Jacques Maritain, the distinguished French philosopher of the last century, wrote an influential book, Distinguer pour unir [Distinguish in Order to Unite]. He recognized that in our search to understand the world and ourselves we must make distinctions; we must have various types of specialized knowledge. But we must not rest in discrete specialties—specialties which, after all, necessarily abstract from the unity of the entity we seek to know. We need to bring together our specialized knowledge in order to understand our world.

It is by a process of unifying diverse areas of knowledge that we come to understand, for example, what life is. The unifying is not simply the adding together of information from different specialties. Rather, it involves recognizing the unity of the whole through a new level of insight, dependent upon each of the specialized sciences, but involving a new plane of understanding.

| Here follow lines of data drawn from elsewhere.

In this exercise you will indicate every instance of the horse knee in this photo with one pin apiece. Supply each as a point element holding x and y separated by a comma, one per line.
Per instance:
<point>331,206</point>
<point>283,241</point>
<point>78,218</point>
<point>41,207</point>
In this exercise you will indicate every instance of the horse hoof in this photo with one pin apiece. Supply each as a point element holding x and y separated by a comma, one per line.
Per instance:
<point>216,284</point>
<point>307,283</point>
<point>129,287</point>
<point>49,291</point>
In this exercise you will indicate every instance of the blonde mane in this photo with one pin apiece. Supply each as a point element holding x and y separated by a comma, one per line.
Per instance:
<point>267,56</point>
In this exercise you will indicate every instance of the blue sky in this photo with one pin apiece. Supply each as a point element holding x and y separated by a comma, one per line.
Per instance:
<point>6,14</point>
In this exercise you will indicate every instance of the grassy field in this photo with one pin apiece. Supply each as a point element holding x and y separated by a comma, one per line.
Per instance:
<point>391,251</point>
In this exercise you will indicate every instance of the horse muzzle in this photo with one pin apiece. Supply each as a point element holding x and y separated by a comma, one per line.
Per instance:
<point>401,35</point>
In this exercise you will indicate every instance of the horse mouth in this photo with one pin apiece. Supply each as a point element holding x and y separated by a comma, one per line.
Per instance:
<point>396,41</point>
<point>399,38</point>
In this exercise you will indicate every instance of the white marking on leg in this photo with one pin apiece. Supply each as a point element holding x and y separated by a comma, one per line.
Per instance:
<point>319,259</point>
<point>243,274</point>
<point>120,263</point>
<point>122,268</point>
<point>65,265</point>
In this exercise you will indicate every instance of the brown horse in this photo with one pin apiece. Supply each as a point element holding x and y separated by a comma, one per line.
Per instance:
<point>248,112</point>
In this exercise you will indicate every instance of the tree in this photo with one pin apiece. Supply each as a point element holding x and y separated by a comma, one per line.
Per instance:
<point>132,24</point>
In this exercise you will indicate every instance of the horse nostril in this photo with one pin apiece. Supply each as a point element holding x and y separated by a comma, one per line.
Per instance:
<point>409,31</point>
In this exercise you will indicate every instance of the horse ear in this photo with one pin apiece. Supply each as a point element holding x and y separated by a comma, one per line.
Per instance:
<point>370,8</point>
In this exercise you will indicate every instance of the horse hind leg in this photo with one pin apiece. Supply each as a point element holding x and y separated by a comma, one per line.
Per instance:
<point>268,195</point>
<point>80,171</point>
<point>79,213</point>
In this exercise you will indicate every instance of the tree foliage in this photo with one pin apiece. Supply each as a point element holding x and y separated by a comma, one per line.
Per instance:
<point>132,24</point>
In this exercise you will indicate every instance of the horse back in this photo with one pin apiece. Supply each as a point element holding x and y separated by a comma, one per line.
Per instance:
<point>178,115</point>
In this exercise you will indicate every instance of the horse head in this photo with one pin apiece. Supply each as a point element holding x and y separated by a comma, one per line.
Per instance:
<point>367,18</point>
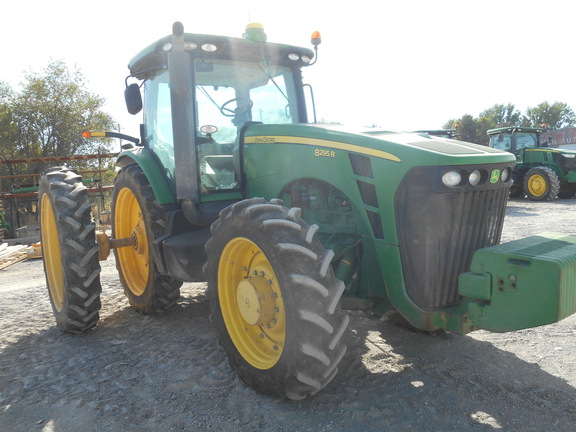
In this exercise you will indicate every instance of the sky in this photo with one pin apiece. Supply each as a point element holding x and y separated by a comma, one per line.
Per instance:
<point>400,65</point>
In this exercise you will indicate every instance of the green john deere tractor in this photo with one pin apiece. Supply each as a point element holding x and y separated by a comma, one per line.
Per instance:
<point>290,222</point>
<point>541,173</point>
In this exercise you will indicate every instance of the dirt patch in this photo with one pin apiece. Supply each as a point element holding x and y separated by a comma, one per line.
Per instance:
<point>161,373</point>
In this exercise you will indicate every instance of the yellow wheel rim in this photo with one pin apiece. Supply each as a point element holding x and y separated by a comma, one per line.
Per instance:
<point>51,253</point>
<point>251,303</point>
<point>537,185</point>
<point>129,222</point>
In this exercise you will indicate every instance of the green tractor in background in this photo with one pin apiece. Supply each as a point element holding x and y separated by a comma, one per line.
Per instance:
<point>542,173</point>
<point>292,222</point>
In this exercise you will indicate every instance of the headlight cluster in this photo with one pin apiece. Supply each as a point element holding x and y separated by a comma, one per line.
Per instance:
<point>476,177</point>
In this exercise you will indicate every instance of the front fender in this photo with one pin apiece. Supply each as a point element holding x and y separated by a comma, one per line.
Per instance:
<point>153,171</point>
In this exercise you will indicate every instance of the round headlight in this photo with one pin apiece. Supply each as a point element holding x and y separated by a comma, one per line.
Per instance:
<point>209,47</point>
<point>451,178</point>
<point>475,177</point>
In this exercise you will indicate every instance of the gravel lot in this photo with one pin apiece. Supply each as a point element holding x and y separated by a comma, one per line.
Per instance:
<point>168,373</point>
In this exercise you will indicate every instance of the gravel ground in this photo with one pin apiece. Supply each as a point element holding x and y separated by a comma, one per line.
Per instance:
<point>168,373</point>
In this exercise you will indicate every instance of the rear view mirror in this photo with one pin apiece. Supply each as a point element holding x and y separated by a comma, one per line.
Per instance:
<point>133,99</point>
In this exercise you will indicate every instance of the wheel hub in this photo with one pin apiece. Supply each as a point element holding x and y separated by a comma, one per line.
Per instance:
<point>537,185</point>
<point>139,233</point>
<point>255,300</point>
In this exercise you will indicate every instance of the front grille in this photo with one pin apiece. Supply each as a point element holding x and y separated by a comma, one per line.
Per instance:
<point>440,228</point>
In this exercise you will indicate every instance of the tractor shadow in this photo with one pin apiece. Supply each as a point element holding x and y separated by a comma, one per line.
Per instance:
<point>446,382</point>
<point>392,378</point>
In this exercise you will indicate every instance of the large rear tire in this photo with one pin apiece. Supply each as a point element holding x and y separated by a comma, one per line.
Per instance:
<point>274,299</point>
<point>135,213</point>
<point>70,250</point>
<point>541,184</point>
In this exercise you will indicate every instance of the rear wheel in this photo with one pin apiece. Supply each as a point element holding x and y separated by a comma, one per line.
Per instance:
<point>70,250</point>
<point>135,213</point>
<point>541,184</point>
<point>274,299</point>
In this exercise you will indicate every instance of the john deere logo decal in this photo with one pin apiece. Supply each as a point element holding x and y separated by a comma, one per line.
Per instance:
<point>495,176</point>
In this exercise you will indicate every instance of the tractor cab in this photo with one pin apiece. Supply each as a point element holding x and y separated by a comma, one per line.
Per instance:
<point>514,140</point>
<point>201,93</point>
<point>541,172</point>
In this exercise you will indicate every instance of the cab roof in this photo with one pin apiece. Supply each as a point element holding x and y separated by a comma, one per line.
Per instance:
<point>154,57</point>
<point>510,129</point>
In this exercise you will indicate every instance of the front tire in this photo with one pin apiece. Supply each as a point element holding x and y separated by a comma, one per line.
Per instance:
<point>541,184</point>
<point>274,299</point>
<point>70,250</point>
<point>136,213</point>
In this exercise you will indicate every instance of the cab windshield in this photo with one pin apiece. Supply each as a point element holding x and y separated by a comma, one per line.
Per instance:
<point>228,94</point>
<point>514,142</point>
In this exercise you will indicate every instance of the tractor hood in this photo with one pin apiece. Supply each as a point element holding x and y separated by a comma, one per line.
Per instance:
<point>397,146</point>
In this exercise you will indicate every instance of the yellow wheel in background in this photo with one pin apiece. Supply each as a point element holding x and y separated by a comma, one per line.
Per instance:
<point>541,184</point>
<point>537,185</point>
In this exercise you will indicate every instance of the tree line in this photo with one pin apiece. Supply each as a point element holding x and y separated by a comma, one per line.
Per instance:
<point>46,117</point>
<point>557,115</point>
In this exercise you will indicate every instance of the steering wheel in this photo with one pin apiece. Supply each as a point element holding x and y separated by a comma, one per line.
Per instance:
<point>244,106</point>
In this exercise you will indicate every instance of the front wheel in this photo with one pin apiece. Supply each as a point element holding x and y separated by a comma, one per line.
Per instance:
<point>69,249</point>
<point>541,184</point>
<point>274,299</point>
<point>136,214</point>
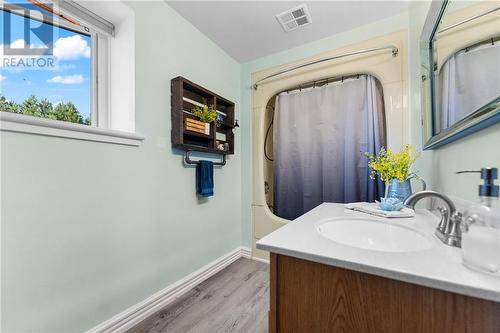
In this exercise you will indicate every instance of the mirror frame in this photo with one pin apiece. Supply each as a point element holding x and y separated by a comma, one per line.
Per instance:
<point>486,116</point>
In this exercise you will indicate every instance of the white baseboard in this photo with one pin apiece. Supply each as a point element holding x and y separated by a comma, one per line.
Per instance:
<point>137,313</point>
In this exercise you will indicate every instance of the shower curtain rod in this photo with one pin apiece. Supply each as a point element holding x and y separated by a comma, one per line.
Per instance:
<point>325,81</point>
<point>469,19</point>
<point>394,52</point>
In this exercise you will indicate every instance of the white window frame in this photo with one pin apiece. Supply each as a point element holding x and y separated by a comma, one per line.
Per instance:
<point>100,31</point>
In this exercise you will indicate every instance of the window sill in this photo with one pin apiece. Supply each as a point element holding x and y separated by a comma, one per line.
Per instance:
<point>11,122</point>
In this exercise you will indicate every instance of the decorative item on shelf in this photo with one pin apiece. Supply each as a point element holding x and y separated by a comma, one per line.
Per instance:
<point>197,126</point>
<point>206,115</point>
<point>220,118</point>
<point>394,170</point>
<point>199,117</point>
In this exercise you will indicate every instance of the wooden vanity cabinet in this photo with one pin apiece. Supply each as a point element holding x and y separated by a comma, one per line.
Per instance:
<point>310,297</point>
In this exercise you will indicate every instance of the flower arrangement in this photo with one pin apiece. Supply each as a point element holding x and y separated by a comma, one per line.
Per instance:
<point>206,113</point>
<point>389,165</point>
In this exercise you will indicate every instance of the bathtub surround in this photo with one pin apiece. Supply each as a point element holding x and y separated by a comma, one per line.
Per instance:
<point>90,229</point>
<point>313,129</point>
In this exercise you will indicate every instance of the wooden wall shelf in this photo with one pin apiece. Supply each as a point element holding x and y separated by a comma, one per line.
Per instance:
<point>184,96</point>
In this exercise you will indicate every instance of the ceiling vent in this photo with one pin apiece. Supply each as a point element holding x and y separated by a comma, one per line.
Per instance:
<point>294,18</point>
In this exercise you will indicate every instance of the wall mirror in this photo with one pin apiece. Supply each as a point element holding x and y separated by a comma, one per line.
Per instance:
<point>460,52</point>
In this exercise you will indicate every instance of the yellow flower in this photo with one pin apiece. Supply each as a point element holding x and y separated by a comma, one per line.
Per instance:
<point>389,165</point>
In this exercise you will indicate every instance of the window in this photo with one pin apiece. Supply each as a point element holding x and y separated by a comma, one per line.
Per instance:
<point>56,67</point>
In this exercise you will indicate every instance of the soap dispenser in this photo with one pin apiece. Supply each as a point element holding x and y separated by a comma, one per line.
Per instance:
<point>481,227</point>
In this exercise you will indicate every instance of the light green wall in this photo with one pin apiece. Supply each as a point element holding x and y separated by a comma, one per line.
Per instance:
<point>89,229</point>
<point>473,152</point>
<point>382,27</point>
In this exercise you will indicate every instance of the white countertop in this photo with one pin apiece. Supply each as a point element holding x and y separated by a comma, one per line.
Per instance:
<point>438,267</point>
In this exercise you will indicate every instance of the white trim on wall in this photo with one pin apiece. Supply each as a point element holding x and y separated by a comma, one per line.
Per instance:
<point>140,311</point>
<point>12,122</point>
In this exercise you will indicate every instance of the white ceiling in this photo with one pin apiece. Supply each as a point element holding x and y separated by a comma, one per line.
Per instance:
<point>248,30</point>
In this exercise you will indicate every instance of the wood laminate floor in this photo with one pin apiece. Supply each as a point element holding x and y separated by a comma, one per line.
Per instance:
<point>234,300</point>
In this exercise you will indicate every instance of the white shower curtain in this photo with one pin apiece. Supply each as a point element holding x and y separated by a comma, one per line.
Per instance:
<point>468,80</point>
<point>319,138</point>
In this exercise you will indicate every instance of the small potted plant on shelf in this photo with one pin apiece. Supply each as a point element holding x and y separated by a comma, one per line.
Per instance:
<point>394,170</point>
<point>206,115</point>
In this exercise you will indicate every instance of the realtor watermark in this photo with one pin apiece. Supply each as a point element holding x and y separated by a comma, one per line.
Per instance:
<point>21,52</point>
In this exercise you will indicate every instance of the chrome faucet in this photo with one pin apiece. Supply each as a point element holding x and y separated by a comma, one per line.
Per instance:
<point>448,229</point>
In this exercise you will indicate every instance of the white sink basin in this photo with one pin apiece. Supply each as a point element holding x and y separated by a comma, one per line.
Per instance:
<point>372,234</point>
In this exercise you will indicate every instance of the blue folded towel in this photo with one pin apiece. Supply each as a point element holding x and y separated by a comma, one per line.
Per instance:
<point>205,178</point>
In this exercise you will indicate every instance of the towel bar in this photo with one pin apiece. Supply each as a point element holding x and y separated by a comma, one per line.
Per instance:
<point>188,160</point>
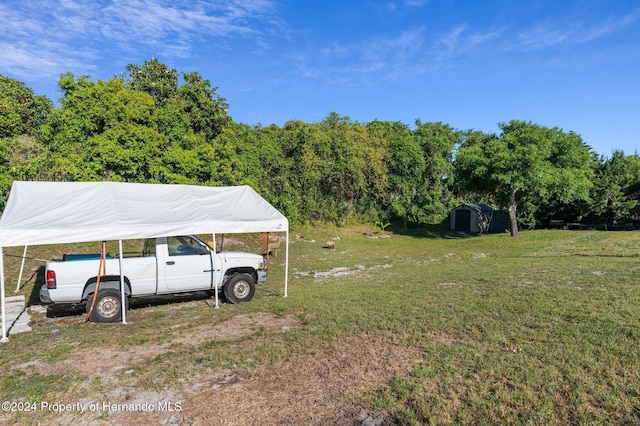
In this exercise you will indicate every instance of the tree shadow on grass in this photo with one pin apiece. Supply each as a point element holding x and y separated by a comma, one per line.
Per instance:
<point>431,231</point>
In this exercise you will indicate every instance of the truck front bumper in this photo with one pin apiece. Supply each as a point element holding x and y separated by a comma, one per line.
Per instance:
<point>44,294</point>
<point>262,276</point>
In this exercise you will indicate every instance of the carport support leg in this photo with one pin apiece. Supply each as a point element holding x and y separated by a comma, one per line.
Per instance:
<point>4,308</point>
<point>24,256</point>
<point>123,295</point>
<point>215,274</point>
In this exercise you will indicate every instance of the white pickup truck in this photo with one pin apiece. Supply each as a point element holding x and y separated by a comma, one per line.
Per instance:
<point>167,265</point>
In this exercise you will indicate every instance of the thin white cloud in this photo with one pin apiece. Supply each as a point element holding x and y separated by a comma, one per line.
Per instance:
<point>550,34</point>
<point>46,38</point>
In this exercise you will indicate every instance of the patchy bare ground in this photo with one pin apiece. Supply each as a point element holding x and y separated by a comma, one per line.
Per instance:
<point>322,388</point>
<point>319,389</point>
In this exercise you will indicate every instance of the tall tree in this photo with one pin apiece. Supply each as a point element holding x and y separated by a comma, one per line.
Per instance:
<point>406,168</point>
<point>526,162</point>
<point>155,79</point>
<point>437,141</point>
<point>616,191</point>
<point>21,112</point>
<point>103,130</point>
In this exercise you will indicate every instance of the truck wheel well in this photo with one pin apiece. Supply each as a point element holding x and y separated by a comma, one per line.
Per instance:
<point>109,281</point>
<point>234,271</point>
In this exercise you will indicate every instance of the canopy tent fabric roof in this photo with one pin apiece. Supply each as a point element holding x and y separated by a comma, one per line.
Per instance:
<point>65,212</point>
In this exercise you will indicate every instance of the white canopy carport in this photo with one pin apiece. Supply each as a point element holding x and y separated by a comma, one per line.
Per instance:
<point>65,212</point>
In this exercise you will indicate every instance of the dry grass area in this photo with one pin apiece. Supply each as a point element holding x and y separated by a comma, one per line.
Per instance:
<point>321,388</point>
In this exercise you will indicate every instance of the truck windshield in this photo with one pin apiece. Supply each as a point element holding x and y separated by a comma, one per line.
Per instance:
<point>149,247</point>
<point>184,246</point>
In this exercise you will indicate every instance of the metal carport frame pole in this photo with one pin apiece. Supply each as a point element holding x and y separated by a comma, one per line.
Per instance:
<point>5,338</point>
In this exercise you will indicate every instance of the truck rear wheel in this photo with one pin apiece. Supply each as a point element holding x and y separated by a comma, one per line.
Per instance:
<point>239,288</point>
<point>108,306</point>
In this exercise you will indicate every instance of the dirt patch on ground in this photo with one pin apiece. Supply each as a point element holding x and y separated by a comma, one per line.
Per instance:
<point>320,389</point>
<point>111,360</point>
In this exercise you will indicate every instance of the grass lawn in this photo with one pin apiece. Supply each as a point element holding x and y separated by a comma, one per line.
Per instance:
<point>540,329</point>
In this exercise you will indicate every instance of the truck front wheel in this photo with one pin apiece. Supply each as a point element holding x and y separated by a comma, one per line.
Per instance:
<point>108,306</point>
<point>239,288</point>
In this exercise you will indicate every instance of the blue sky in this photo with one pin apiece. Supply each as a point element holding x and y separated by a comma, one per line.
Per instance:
<point>471,64</point>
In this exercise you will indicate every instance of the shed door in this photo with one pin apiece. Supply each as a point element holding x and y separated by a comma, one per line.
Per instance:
<point>463,220</point>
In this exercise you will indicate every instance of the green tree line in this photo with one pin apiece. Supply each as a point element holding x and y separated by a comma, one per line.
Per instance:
<point>157,125</point>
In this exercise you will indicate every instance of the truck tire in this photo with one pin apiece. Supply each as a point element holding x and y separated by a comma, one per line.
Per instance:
<point>239,288</point>
<point>108,306</point>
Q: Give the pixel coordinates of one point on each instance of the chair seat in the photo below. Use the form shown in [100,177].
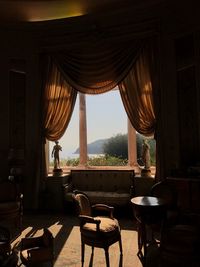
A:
[35,254]
[108,227]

It is the role of natural philosophy to perform this unifying function for the natural sciences, whereas metaphysics unifies knowledge from the natural sciences with exclusively non-material features of reality. Whatever one might think of the adequacy of Nagel’s specific proposal to broaden the scope of science, his basic intuition to enlarge our intellectual vision remains sound. Natural philosophy helps us to distinguish between those things that are truly one, in the various senses of one, and those things that are accidental heaps of discrete parts. The unity of a chemical compound, for example, is different in kind from the mere contiguity of its diverse elements. Water is more than the sum of hydrogen and oxygen, even though it has no additional material components.